The effect of soluble complement receptor type 1 on acute humoral xenograft rejection in hDAF-transgenic pig-to-primate life-supporting kidney xenografts.

BACKGROUND: In pig-to-nonhuman primate solid organ xenotransplantation using organs from donors transgenic for human decay-accelerating factor (hDAF), the main type of rejection is antibody-mediated (acute humoral xenograft rejection, AHXR). This occurs despite the complement-regulatory function of the transgene, neutralization of natural antibodies to Galalpha1-3Gal (Gal) using soluble glycoconjugates, and chronic immunosuppression. As complement components play a major role in graft destruction after antibody binding, we evaluated the efficacy of chronic complement inhibition by soluble complement receptor type 1 (TP10).

METHODS: Life-supporting hDAF-transgenic kidney transplantation was performed in cynomolgus monkeys, using cyclophosphamide induction, and maintenance immunosuppression with cyclosporin A, mycophenolate sodium, and tapering steroids. Rejection was treated with bolus steroid injections: if not successful animals were terminated. Three groups were studied: in group 1 (n=4) GAS914 (a soluble glycoconjugate comprising Gal on a poly-L-lysine backbone) was added before and after transplantation; group 2 (n=2) received GAS914 as in group 1 and in addition TP10 before and after transplantation; in group 3 (n=4) GAS914 was only given before transplantation and TP10 as in group 2. Monitoring included the regular assessment of anti-porcine antibodies, complement activity (soluble C5b-9), therapeutic drug monitoring, and graft histology.

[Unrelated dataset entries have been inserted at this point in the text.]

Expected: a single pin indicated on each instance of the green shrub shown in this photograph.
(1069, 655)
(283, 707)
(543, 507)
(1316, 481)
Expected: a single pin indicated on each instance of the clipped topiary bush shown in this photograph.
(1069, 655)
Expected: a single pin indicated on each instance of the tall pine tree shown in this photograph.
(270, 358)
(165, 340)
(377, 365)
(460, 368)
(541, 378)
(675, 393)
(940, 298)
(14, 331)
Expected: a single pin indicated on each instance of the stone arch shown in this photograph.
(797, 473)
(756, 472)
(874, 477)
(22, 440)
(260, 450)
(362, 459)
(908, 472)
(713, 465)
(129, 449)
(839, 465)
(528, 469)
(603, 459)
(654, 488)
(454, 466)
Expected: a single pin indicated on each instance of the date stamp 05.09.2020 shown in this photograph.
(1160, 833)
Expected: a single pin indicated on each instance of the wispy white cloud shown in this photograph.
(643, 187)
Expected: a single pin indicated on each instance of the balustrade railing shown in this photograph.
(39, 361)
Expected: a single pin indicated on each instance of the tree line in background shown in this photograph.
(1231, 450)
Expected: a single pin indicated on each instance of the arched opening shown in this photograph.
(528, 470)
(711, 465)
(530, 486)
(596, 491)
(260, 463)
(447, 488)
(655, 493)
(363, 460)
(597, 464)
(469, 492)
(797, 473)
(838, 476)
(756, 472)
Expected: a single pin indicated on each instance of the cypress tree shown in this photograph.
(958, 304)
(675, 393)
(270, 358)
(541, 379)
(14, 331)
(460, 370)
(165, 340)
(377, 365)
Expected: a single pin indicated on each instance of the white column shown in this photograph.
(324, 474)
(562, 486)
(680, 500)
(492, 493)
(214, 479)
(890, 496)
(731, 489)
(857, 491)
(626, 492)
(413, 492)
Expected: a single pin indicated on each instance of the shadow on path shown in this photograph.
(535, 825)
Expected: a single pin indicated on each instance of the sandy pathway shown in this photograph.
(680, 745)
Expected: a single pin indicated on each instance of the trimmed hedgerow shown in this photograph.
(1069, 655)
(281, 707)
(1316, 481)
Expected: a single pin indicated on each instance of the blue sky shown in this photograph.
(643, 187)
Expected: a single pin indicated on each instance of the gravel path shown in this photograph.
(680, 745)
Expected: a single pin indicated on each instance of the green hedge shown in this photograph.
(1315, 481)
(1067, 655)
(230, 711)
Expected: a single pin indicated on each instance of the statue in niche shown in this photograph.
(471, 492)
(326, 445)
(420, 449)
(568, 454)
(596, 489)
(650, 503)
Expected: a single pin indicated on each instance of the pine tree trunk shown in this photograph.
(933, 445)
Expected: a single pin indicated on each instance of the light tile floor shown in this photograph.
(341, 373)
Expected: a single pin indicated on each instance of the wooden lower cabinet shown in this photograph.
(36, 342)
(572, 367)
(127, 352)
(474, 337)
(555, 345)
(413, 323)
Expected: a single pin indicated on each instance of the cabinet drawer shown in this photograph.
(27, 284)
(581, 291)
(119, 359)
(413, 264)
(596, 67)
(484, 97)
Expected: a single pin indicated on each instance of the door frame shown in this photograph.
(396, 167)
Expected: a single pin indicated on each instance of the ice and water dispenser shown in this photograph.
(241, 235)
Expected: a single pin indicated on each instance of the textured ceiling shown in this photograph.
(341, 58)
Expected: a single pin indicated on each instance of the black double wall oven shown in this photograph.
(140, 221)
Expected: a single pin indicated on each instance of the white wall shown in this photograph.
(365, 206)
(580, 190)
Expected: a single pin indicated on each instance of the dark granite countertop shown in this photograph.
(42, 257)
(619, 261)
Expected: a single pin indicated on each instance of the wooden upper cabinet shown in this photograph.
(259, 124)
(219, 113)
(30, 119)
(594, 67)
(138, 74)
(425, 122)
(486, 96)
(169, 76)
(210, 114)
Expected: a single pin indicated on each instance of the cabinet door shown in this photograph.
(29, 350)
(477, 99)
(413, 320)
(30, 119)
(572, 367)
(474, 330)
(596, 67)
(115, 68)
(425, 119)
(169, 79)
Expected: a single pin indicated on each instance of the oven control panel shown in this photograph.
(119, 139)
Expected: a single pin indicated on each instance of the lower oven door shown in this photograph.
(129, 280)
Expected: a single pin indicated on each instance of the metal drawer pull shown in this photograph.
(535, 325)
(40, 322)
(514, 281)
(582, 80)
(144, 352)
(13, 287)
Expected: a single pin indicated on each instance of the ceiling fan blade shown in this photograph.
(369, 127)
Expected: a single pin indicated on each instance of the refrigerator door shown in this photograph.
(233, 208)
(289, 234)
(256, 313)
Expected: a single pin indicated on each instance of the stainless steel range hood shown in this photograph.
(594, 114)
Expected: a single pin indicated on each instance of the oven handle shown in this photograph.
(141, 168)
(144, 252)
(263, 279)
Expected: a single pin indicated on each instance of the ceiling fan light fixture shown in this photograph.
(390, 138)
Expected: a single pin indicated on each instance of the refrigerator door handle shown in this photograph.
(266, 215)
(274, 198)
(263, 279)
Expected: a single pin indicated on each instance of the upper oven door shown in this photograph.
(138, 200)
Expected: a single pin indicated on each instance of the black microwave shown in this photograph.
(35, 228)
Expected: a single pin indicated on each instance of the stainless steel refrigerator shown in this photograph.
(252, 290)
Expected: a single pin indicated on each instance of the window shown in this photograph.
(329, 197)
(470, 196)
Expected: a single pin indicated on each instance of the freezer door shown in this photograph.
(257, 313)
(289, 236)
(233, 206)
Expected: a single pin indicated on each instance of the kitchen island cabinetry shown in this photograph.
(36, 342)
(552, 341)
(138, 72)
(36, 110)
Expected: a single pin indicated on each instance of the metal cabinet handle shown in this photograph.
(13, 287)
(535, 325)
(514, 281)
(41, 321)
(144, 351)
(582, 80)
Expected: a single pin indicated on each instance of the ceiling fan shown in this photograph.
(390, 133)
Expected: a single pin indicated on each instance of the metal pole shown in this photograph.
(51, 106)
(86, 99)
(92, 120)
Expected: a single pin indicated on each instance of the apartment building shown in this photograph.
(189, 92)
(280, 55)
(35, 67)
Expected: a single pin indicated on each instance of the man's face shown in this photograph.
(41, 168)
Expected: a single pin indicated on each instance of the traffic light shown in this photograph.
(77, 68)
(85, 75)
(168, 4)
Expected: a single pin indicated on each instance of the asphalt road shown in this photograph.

RESULTS: Survival in group 1 was 6, 12, 31 and 37 days, respectively, and in all four cases graft histology showed AHXR. The two animals in groups 2 survived 3 and 15 days, respectively, and similarly showed AHXR in graft histology. In group 3 two animals showed AHXR (10 and 37 days survival, respectively), and two others did not show AHXR (20 and 32 days survival, respectively). The diagnosis AHXR included the deposition of complement activation products in the graft, which were present at lower intensity in animals treated with TP10. In all animals GAS914 effectively neutralized circulating anti-Gal antibody. Antibodies were detectable in the circulation of all animals using porcine erythrocytes in a hemolytic assay, although at lower levels than before transplantation. Soluble C5b-9 was not detectable in the circulation of animals receiving TP10, and circulating TP10 concentrations in these animals were in a presumed pharmacologically active range.

CONCLUSIONS: The inclusion of TP10 in the immunosuppressive protocol does not clearly lead to improved xenograft survival. Despite effective neutralization of anti-Gal antibodies and effective inhibition of systemic complement activity, AHXR was apparent in four of six animals under chronic TP10 treatment, including deposits of complement activation products in the graft. Apparently, effective systemic complement inhibition by TP10 in combination with local complement regulation by the hDAF transgene product does not necessarily result in effective inhibition of complement activation at locations in the xenograft upon binding of anti-porcine antibodies to the grafted endothelium.